Dans la bande de Gaza, la communauté des organisations humanitaires pleure à nouveau l’un des siens. Suhail Abu Hasira, 52 ans, travaillait depuis huit ans au service de l’ONG Secours islamique France (SIF) quand il a trouvé la mort, en début de semaine, tué dans un bombardement israélien alors qu’il se trouvait dans l’immeuble de sa famille, à proximité de l’hôpital Al-Shifa, visé par une opération militaire meurtrière depuis le 18 mars. Une frappe dévastatrice à laquelle ont succombé aussi la femme de Suhail Abu Hasira, ses huit enfants, ses parents et une vingtaine de membres de sa famille élargie, selon le SIF, qui a appris la nouvelle mardi 26 mars. «Depuis plusieurs jours, ils n’arrivaient pas à quitter leur appartement à cause des bombes et des tanks partout autour, raconte Adel Kaddum, chef de mission de l’ONG à Gaza. Désormais, leur immeuble est complètement détruit et ils sont toujours sous les décombres. Ils n’ont pas été enterrés. C’est tellement triste.»
Suhail Abu Hasira est le premier employé du SIF tué depuis le début de la guerre dans la bande de Gaza, où plus de 32 000 personnes ont péri en près de six mois, selon le ministère de la Santé de l’enclave, contrôlé par le Hamas. Technicien dans la climatisation de formation, le Palestinien avait été embauché comme chauffeur par l’organisation humanitaire, dont le personnel sur place s’établit à une quarantaine de personnes. Dans un contexte de guerre, il était chargé du transport des équipes et participait à la distribution de l’aide alimentaire.
«Tout le monde est anéanti»
«C’était un travail dangereux. Mais Suhail était quelqu’un de très volontaire pour aider, et de très gentil. Tout le monde l’aimait. La seule chose qu’il voulait, c’est un avenir décent pour ses enfants», regrette Adel Kaddum, depuis l’Egypte où il se trouve désormais. Le défunt appartenait à la famille élargie d’Hala Abou Hassira, l’ambassadrice de Palestine en France – une famille historique de l’enclave, établie dans le quartier du port. «L’horreur est absolue depuis huit jours dans la ville de Gaza», a alerté la diplomate sur le réseau social X, dénonçant «l’intention génocidaire» de l’Etat hébreu.

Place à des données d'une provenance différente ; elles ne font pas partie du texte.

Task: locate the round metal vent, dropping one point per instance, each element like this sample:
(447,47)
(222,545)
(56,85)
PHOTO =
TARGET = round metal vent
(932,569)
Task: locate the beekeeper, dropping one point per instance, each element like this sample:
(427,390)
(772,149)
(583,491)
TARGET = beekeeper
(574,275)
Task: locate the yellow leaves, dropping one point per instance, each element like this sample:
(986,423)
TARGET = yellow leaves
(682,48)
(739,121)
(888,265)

«Tout le monde est anéanti, bouleversé. Mais, honnêtement, on s’attendait un peu à ce que cela puisse arriver un jour», confie Souleymane Abba Gana, directeur du département des programmes et opérations du SIF à l’international. C’est que les ONG, qui s’efforcent sur le terrain de soulager le sort d’une population menacée par la famine et le désespoir, ont payé depuis le 7 octobre un lourd tribut à la guerre. Depuis le mois de décembre, le SIF est sans nouvelle d’une de ses employées, travailleuse sociale de 41 ans et mère de quatre enfants. Cinq employés de Médecins sans frontières et au moins un superviseur médical de Médecins du monde ont été tués dans des bombardements. Quant à l’UNRWA, l’agence de l’ONU d’aide aux réfugiés palestiniens, détestée par Israël qui l’accuse de complaisance voire de complicité avec le Hamas, elle déplore la mort de plus de 150 de ses membres, sur un total de 13 000 employés environ avant la guerre.
«Un contexte d’insécurité complète»
«Nos équipes continuent de travailler mais elles sont effrayées. Nous cherchons à éviter de faire de grosses réunions, pour ne pas perdre trop de monde d’un coup en cas de bombardement», lâche Adel Kaddum, le chef de la mission du SIF à Gaza. Et son collègue Souleymane Abba Gana d’insister sur les risques liés aux distributions alimentaires, qui attirent de larges foules sous tension, sous la menace des soldats israéliens. «C’est un contexte d’insécurité complète», souligne le responsable associatif, dont l’organisation assure fournir de l’aide à 100 000 personnes dans l’enclave. Fin février, une distribution alimentaire avait viré au carnage : des tirs israéliens avaient causé la mort de plus de 100 Palestiniens, selon les autorités gazaouies – une version contestée par Tsahal, qui avait attribué le drame à un mouvement de foule.
«Encore et encore et encore, nous appelons à un cessez-le-feu, pour mettre fin à cette tragédie et que les innocents comme Suhail et ses enfants ne soient plus tués dans la bande de Gaza», se désespère Adel Kaddum. Le cessez-le-feu, leitmotiv des ONG humanitaires depuis le début de la guerre, a enfin été endossé par le Conseil de sécurité de l’ONU, qui a adopté lundi une résolution en ce sens, appelant aussi à la libération des quelque 130 otages toujours retenus captifs dans l’enclave palestinienne – 33 d’entre eux seraient morts, selon Israël. Mais sans effet, pour le moment.